<<570>>

Burn it down, brick by brick. Made in 2006
Lost and found, losing grip, I needed this
Question me not, for I gave up everything.
Forget me not, cause I've not forgotten what this means.

Strip me down, tear me apart, you'll find one theme left.
No sign of stopping till my veins rust.
Strip me down, tear me apart, you'll find one thing left.
I fucking know where I came from.

...And nothing can replace those lessons learned,
As I stood with my brothers on the side of the road.
Woah, no longer haunted by the skeletons.
Woah, no longer haunted by the past.

For so long, it's all I've known
I'm crossing over the undertow.
For so long no one was listening
Determined to make their deaf ears ring.
To make their deaf ears ring.

Miles repeat. My worst enemy... is me.
But then 4 soon became 6 to shatter the canvas
Handed nothing. Loss, pulling the strings
Outlived the dead trends united by distance

For so long, it's all I've known
I'm crossing over the undertow.
For so long no one was listening
Determined to make their deaf ears ring.

I've been to hell and back, with no promise of return.
So I made friends with fire, to keep from getting burned.
No money, no sleep. Dedication
10 years on the road this is sacred.
And when I'm facing a wall, I do not quit.
...Cause if you mean it, you will make it.

Pulled apart in a world so demanding.
I'm still here, still standing
I've sweat blood from Stockholm to Scranton
Still here, still standing.

You can always rinse the surface, but the stain will remain.

For so long, it's all I've known
I'm crossing over the undertow.
For so long no one was listening
I did my time.

You live, you learn, you defy the terms, but this house will be my home.
Beguiled, betrayed, it's the price we pay, as trust will be our tomb.

If you mean it, you'll make it...

It's been a long ass time since I last listened to this song and fuck, it never fails to be literally fucking epic and one of my favourite MIW songs. 'If you mean it, you will make it' has always resonated with me.
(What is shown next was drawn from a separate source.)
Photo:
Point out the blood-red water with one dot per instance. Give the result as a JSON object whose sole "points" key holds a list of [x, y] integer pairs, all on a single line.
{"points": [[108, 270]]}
Also, someone on insta messaged me earlier, someone I had seen only once a few years ago at a best friend's birthday party but also someone who I once talked to ALOT. He literally messaged me and said something along the lines of its cool to see me pursuing my writing the way I am, and that made me really fucking happy.

It kinda made me realise that I should have more faith in it, because I really don't. I know it doesn't seem like it, but I have very, very little faith in my writing. Like today, I actually was genuinely thinking of straight up deleting Murderous Love Story because the latest chapter felt like a literal mess and way too much happened and its straying so far off course and I just could bare to continue it really.

This year though, I'm gonna try to have a little more faith in my writing. If I can't like myself, I at least have to have faith in my writing, and also my music. I've finally picked up the guitar again, and when I played it for the first time in literal years in new years eve, I felt so happy; like I found something that was missing or something. It made me realise just how much I loved playing, even though I was absolute shit at it lol.